Oracle is aiming to make it easier for organizations to balance price and performance in their cloud environments and reduce costs with new Oracle Cloud Infrastructure (OCI) Compute E5 instances with 4th generation AMD EPYC processors.
According to the company, unlike other cloud providers’ rigid instance options that bind organizations to paying more for unused computing resources, flexible instances from OCI allow customers to allocate cores and memory as needed.
Oracle offers standard, high-performance computing (HPC), and Dense-IO instances with choices for the number of cores, amount of memory, local and remote storage, networking, and other resources to serve a wide variety of workloads faster and more efficiently. These instances offer customers flexible and simple options to run a wide range of workloads in the cloud including applications from Oracle, Microsoft, SAP, and other third-party ISVs, as well as VMware and Kubernetes environments.
OCI Compute E5 instances will offer more CPU cores, better performance per core, better memory bandwidth, and higher storage capacity than previous iterations with customizable options including:
- OCI Compute E5 Standard instances are the preferred platform for web and application servers, back-end servers for enterprise applications, application development environments, and many other use cases.
- OCI Compute E5 HPC instances bring powerful, cost-effective computing capabilities to complex mathematical and scientific problems across industries.
- OCI Compute E5 Dense-IO instances are designed for large databases, big data workloads, and applications that require high-performance local storage.
- OCI also enables customers to customize their deployments to suit their needs with specific capabilities such as burstable and preemptible instances.
In addition to typical uses for cloud-based compute services, OCI Compute E5 instances can be configured with clustered file systems to tackle complex cases. These include cases with large databases or requirements to access and change data rapidly such as training AI models, conducting financial analysis, rendering video, or simulating car crashes.

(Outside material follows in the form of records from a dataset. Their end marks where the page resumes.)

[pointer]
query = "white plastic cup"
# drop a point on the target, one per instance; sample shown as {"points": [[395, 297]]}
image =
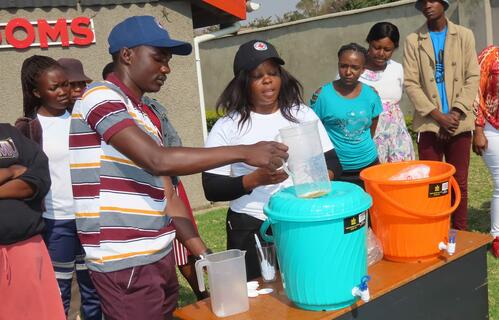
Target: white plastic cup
{"points": [[306, 163], [267, 261]]}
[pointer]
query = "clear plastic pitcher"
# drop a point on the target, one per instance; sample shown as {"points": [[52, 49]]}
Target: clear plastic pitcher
{"points": [[306, 163], [227, 281]]}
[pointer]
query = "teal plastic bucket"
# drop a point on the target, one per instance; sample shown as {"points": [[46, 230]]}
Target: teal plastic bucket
{"points": [[320, 244]]}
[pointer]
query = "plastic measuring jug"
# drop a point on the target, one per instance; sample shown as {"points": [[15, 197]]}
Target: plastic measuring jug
{"points": [[226, 280], [306, 163]]}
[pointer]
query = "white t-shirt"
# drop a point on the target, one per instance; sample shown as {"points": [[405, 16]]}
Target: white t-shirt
{"points": [[59, 200], [388, 83], [262, 127]]}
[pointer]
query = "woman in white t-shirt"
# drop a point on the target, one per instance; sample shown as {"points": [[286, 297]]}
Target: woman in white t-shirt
{"points": [[261, 98], [46, 98], [386, 76]]}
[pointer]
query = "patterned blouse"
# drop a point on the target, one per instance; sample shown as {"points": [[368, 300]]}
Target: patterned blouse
{"points": [[487, 101]]}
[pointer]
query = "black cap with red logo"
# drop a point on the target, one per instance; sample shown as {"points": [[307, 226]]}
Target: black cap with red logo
{"points": [[252, 53]]}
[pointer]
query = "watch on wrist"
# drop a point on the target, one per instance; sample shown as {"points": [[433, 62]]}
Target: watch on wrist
{"points": [[204, 254]]}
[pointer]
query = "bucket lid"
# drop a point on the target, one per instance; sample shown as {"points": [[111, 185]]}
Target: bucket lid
{"points": [[345, 199]]}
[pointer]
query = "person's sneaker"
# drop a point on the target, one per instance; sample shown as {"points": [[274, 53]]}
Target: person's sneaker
{"points": [[495, 247]]}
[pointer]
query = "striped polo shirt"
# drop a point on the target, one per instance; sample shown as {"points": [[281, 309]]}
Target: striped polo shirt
{"points": [[119, 205]]}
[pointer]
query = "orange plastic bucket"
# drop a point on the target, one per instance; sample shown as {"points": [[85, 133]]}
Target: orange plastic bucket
{"points": [[411, 217]]}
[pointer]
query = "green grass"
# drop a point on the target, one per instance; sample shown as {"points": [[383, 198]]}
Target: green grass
{"points": [[212, 228]]}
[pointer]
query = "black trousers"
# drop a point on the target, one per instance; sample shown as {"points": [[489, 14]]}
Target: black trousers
{"points": [[241, 229], [353, 176]]}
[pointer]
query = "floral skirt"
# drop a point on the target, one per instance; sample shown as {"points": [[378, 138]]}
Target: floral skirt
{"points": [[393, 141]]}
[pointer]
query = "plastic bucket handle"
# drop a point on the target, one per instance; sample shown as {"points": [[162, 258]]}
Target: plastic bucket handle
{"points": [[454, 185], [263, 230], [200, 264]]}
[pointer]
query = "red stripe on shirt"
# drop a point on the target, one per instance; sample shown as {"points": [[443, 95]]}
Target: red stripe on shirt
{"points": [[122, 185], [122, 234], [90, 139], [118, 127], [103, 110], [86, 190]]}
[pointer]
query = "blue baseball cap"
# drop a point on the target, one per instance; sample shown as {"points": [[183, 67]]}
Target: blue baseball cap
{"points": [[445, 3], [144, 31]]}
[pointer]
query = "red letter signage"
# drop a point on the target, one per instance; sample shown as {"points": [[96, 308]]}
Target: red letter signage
{"points": [[22, 24], [81, 26], [53, 32], [61, 32]]}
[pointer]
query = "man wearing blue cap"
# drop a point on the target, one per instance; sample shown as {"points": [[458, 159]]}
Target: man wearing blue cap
{"points": [[117, 160], [441, 77]]}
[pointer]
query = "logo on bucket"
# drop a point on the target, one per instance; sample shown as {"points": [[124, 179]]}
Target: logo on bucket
{"points": [[438, 189], [354, 223]]}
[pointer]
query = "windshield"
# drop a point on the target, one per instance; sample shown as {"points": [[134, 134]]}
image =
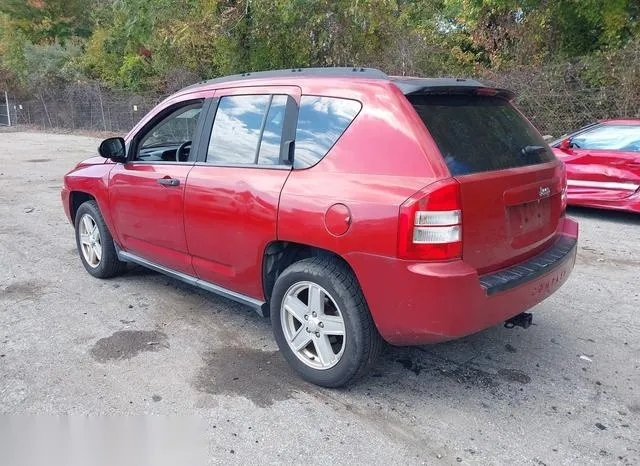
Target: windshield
{"points": [[480, 133]]}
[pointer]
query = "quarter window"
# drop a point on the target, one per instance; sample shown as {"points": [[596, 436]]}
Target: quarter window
{"points": [[321, 122], [272, 136]]}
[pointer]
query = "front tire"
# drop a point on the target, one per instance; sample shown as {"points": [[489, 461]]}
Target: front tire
{"points": [[322, 324], [95, 243]]}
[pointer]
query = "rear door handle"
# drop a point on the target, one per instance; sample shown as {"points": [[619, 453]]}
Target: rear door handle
{"points": [[168, 181]]}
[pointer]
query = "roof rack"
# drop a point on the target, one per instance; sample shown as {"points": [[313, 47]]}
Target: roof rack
{"points": [[336, 72]]}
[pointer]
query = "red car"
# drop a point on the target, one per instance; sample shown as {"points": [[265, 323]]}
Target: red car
{"points": [[351, 206], [603, 165]]}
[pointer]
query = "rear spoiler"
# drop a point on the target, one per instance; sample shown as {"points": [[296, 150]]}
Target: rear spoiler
{"points": [[449, 86]]}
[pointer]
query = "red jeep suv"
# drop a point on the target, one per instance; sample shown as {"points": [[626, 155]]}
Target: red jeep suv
{"points": [[350, 206]]}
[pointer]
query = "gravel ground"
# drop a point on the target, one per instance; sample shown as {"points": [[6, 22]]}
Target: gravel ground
{"points": [[565, 391]]}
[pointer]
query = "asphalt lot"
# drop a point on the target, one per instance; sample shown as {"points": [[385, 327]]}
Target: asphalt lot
{"points": [[565, 391]]}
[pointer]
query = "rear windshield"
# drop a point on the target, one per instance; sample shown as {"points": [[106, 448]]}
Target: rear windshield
{"points": [[479, 133]]}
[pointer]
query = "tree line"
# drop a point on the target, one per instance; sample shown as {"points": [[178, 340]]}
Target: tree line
{"points": [[162, 45]]}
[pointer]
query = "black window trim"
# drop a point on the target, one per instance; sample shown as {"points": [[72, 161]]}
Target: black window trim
{"points": [[197, 136], [286, 143]]}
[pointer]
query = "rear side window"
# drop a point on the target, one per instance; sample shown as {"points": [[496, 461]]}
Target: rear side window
{"points": [[321, 122], [480, 133], [236, 129]]}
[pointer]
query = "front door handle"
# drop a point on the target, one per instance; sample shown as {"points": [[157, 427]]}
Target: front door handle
{"points": [[168, 181]]}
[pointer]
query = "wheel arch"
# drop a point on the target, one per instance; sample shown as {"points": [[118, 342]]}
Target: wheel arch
{"points": [[76, 199], [278, 255]]}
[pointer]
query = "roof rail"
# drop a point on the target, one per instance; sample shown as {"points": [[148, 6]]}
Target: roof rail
{"points": [[336, 72]]}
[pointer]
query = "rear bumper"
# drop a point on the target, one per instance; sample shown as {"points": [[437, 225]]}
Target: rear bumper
{"points": [[415, 303], [626, 203]]}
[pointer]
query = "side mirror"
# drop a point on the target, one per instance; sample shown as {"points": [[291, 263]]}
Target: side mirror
{"points": [[114, 149], [565, 145]]}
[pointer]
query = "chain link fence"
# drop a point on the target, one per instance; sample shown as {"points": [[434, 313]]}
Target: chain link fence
{"points": [[82, 108], [553, 110]]}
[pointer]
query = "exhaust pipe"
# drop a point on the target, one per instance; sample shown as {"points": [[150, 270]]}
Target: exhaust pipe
{"points": [[523, 320]]}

“AMD EPYC processors have made another leap forward in the performance, scalability and energy efficiency needed to run the most demanding business critical cloud workloads our customers rely on,” said Ram Peddibhotla, corporate vice president, cloud business, AMD. “With our new 4th Gen AMD EPYC processors, we’re helping cloud providers, like Oracle Cloud Infrastructure, offer high performance compute resources that enable customers to drive faster business results along with the security and flexibility they expect from EPYC processors.”
OCI Compute E5 instances support multiple operating systems including Oracle Linux, Windows, and Red Hat among others, as well as hundreds of installable images from the Oracle Marketplace. Oracle plans to make OCI Compute E5 instances generally available during the second half of 2023.